I guess I also don’t understand this particular need of universal justice when it comes to waiting. People get upset in checkout lines if one cashier is faster than the other. If one bank teller is faster than another. If one lane is faster than another. That’s the entropy of the universe, and it’s a difference that’s measurable in minutes, not years. If you really want to be nice and do the right thing, then turn the other cheek. Either that or join the speedsters in their assholery. Don’t internalize it and pout.
Driving is not about cosmic equity or social justice. It’s about efficiently moving people form one place to another. To that end, traffic laws are designed to be more efficient for the group, although some times it makes it less pleasant for one person or another in a specific instance.
To the more specific point, it makes it a shorter backup that likely moves more quickly. It’s easier to merge two relatively evenly-populated lanes briefly than to force them together for longer periods.
Usually, traffic engineers assume and want people to do this. Use any available lane as much as possible (within the limits of reason). People want to force-merge early because of fairness and preparation, but it’s not efficient.
I have no clue why you think you need to tell me this. By “befefits” and “cost” I didn’t mean anything about cosmic equity or social justice, I meant benefit and cost in terms of efficiency of movement of traffic as a whole.
Its just nature’s way of melting black ice at night.
Olive pretty much nailed it re: the assertive merge.

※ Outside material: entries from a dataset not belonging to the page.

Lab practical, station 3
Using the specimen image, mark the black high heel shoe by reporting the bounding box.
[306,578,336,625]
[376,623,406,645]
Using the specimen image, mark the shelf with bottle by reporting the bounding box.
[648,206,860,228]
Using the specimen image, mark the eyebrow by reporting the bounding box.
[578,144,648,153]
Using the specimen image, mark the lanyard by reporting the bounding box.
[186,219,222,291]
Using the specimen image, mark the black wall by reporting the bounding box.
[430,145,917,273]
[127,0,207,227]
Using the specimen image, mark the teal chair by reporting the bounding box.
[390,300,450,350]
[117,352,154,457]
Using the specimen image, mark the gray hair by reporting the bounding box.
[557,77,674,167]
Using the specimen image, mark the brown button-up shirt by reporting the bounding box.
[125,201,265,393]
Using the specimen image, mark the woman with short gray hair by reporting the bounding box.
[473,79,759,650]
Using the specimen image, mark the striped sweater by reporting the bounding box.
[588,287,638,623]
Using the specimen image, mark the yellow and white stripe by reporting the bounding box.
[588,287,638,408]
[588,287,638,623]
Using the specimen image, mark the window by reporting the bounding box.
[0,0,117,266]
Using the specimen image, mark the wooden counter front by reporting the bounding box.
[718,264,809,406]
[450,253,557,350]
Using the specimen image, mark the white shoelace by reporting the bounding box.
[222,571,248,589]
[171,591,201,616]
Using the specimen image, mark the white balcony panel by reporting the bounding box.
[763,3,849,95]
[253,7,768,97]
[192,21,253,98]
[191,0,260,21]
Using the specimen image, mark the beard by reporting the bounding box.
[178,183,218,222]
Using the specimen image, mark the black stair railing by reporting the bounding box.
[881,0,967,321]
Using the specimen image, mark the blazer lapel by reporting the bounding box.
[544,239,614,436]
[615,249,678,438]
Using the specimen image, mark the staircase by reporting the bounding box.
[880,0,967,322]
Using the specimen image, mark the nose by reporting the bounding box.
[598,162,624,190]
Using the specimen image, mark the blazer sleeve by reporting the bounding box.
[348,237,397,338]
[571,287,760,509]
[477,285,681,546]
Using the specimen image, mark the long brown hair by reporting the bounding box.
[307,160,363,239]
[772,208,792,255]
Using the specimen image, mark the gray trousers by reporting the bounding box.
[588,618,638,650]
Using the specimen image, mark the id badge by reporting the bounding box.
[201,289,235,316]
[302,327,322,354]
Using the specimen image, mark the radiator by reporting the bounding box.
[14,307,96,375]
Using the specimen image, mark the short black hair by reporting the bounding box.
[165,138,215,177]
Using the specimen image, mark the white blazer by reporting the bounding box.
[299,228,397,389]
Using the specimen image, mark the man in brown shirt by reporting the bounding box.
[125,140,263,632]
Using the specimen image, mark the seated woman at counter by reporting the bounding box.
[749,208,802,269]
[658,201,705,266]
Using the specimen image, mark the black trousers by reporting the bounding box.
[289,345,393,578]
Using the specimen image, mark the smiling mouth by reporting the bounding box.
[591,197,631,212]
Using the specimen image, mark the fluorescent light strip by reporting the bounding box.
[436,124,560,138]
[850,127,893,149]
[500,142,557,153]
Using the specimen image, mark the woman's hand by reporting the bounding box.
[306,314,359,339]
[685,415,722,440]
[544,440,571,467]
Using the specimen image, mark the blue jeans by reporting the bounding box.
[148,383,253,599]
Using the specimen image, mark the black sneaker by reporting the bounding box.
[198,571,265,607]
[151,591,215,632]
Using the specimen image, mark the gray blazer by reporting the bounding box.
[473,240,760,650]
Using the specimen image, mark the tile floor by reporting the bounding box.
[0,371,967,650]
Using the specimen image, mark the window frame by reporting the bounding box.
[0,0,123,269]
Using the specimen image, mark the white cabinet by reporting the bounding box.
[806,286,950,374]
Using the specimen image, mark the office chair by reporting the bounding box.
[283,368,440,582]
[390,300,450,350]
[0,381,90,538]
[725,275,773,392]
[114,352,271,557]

Except, perhaps where 280 splits at Newark, where pulling the “drive around last minute merge” just isn’t going to cut it. People, as a group, just keep their cars in low gear and hang tight wagon-train style as they pass the Newark exit.
Basically, you’d have better luck trying to cut ride lines at 6-Flags on “Biker Day”. The local cops know this too and a few times a year will park on the triangular median with lights flashing to get their point across to people stopping highway traffic on the Newark exit side trying to force-cut in.
Gee, I sure hope those tickets aren’t Too expensive.
I wish the drivers out here were as clever. There is one place where some idiots drive in the exit only lane to the very end and cut over, and they can usually do it since so many of our drivers are pussies who leave 6 car lengths at 10 mph. If everyone was close to the car ahead the strategy wouldn’t work. The middle lane, where I drive, is much faster than the right because people in the rightmost lane have to brake when these clowns push in.
When lots of people leave excessive space, you encourage stuff like what we call dive-bombing - when someone from the far left heads for the exit lane in 500 feet.